The coding scheme also delineates four categories of design activity. Problem definition (PD) implies gathering and synthesizing information to better understand a problem or design idea through activities such as: stating a problem, identifying deliverables, and researching existing technologies. Activities in idea generation (IG) are one in which teams explore qualitatively different approaches to recognized problems, such as brainstorming activities, listing of alternatives, and recording “breakthrough” ideas. Engineering analysis (EA) involves formal and informal evaluation of existing design/idea(s), e.g., mathematical modeling and decision matrices. Finally, design refinement (DR) activities include modifying or adding detail to existing designs or ideas, deciding parameter values, drawing completed sketches of a design, and creating engineering drawings using computer-aided design (CAD) software.

The coding scheme also designates codes for non-design activities associated with project management and project delivery so that every entry could be assigned a code. Project management (PM) covers project planning and progress evaluation, including: scheduling, class meetings to discuss logistics and deadlines, identifying tasks, and reporting project status. The delivery category is for activities associated with interim and final report writing (RW) and final presentation preparation (PP). Even though these activities constitute approximately 50 % of the total project time, a separate analysis found no statistically significant association between time spent on PM, PP, and RW activities and the design outcomes (client satisfaction and design quality, explained below). Thus, this study focuses only on the design activities described in the previous two paragraphs.
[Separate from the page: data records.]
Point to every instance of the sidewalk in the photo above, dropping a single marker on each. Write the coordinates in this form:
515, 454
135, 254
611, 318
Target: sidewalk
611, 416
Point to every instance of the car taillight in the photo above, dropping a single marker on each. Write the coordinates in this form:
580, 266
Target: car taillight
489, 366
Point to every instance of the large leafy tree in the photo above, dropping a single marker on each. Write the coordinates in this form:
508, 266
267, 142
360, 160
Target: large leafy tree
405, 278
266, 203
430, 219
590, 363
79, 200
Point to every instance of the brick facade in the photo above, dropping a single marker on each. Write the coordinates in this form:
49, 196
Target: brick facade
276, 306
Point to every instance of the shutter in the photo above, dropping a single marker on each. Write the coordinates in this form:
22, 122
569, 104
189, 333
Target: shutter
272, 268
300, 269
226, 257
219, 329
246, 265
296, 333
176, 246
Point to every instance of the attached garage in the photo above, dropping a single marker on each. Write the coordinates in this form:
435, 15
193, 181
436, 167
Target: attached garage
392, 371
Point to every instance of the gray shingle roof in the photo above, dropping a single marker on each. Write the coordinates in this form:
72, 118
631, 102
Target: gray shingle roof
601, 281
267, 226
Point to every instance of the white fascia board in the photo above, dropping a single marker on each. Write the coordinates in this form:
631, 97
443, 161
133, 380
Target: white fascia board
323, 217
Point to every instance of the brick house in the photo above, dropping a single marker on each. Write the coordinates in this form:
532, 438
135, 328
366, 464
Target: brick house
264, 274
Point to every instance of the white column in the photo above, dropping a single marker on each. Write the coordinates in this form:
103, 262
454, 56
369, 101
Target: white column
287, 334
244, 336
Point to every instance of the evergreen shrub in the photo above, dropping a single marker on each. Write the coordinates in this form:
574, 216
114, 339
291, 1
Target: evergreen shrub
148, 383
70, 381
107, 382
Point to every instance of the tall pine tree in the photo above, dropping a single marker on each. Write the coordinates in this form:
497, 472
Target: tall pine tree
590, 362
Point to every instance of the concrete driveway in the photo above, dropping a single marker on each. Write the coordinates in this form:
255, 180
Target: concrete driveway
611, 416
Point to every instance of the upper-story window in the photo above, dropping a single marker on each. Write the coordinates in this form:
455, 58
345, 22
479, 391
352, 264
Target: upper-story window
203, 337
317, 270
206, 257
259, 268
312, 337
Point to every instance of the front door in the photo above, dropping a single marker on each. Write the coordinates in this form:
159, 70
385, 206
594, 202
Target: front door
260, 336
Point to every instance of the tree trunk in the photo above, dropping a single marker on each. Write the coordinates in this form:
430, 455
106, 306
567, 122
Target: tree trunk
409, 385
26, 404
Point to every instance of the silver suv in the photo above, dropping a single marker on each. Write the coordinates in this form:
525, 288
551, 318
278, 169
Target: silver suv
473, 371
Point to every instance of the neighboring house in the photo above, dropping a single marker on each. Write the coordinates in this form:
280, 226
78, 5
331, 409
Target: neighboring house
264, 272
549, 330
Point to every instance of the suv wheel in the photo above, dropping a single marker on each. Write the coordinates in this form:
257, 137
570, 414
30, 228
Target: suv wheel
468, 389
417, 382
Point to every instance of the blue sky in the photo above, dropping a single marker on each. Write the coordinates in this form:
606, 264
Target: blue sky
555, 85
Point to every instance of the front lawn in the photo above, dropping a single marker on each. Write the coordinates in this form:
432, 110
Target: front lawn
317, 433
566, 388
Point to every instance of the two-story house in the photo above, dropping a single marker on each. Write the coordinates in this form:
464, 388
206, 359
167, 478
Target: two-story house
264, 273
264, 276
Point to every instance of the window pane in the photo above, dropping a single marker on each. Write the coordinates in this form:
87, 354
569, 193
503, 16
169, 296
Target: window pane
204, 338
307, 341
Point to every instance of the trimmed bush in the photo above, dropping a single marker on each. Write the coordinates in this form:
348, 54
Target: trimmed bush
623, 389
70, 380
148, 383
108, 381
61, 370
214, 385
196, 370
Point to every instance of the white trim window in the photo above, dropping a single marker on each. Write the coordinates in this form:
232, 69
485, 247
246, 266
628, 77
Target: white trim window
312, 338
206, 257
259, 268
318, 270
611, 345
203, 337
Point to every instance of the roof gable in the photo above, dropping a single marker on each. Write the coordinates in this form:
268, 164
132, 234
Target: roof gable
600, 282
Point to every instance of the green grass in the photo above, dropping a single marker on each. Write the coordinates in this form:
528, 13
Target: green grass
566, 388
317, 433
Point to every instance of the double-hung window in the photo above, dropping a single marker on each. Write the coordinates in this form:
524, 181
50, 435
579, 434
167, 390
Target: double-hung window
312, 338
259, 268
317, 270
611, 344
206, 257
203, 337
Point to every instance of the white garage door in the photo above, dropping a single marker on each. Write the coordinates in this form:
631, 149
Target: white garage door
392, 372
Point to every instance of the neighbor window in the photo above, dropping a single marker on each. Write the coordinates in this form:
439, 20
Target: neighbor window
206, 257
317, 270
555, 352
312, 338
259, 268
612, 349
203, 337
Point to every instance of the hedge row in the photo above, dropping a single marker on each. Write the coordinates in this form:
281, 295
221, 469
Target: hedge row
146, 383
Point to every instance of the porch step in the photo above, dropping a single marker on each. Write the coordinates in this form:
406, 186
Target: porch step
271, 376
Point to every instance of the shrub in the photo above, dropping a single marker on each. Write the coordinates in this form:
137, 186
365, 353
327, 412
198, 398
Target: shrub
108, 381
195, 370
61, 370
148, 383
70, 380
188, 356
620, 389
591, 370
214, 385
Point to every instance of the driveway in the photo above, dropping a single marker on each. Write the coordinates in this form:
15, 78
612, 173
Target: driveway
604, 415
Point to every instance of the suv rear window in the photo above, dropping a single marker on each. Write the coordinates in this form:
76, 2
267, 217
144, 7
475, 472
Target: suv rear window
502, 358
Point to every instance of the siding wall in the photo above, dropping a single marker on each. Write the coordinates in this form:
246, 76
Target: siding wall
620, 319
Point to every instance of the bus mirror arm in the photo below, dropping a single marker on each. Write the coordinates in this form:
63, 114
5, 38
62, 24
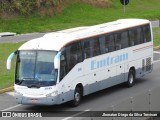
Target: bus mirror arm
57, 61
9, 60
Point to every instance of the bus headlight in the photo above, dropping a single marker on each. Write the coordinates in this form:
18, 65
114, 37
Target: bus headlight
55, 93
17, 93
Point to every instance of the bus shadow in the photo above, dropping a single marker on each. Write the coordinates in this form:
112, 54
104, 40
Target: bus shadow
86, 99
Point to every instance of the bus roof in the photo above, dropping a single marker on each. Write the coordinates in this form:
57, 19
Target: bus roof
56, 40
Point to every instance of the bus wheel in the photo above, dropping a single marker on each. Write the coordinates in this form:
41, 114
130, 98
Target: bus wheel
131, 78
77, 97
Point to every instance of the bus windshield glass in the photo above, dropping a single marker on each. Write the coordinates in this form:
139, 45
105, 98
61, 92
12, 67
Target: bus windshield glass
35, 68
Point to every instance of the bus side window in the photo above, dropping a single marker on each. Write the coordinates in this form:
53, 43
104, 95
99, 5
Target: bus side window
139, 35
63, 66
124, 39
118, 41
109, 43
87, 49
147, 33
96, 46
131, 37
73, 55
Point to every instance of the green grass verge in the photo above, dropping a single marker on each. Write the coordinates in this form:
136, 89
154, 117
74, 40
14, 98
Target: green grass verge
156, 36
80, 14
7, 76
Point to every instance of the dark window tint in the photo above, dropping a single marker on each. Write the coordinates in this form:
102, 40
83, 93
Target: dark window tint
109, 43
118, 41
87, 49
132, 33
96, 47
139, 35
147, 33
136, 36
73, 54
91, 47
124, 39
63, 66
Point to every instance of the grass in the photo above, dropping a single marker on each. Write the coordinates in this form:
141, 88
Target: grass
80, 14
7, 76
77, 14
156, 36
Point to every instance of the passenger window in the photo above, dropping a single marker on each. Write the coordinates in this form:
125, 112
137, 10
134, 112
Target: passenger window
87, 49
63, 66
118, 41
124, 39
109, 43
139, 35
91, 47
74, 54
96, 46
133, 37
147, 33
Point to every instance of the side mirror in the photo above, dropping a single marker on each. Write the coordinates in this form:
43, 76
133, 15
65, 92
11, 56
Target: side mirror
9, 60
57, 61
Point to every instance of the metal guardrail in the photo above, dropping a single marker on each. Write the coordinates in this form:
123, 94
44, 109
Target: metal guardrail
146, 101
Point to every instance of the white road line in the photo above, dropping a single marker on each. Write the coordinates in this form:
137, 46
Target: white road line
10, 93
156, 61
7, 109
75, 115
156, 52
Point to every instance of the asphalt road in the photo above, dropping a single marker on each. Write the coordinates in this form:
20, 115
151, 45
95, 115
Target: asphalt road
95, 102
29, 36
The process of journal coding proceeded in two stages. First, research assistants familiarized themselves with the projects by reading the final written reports, then coded data and captured times by walking through team members’ journals in lock step, considering all the members’ entries for a given day before moving to the next day. Simple rules were devised for allocating time, and resolving discrepancies among the different journal accounts. The principal investigator then reviewed the coding as a crosscheck on accuracy and consistency. The disagreements were solved through discussion and the process continued until mutual agreement was reached. The time data on the various process variables was then aggregated for the project by combining individual journal data. To date, we have coded 14 design projects (approx. 60 journals). The time data on the 12 design variables (3 abstraction levels X 4 activity categories) on each of these projects served as the process/input data for the model constructed in this study (see Sobek, 2002a for more details).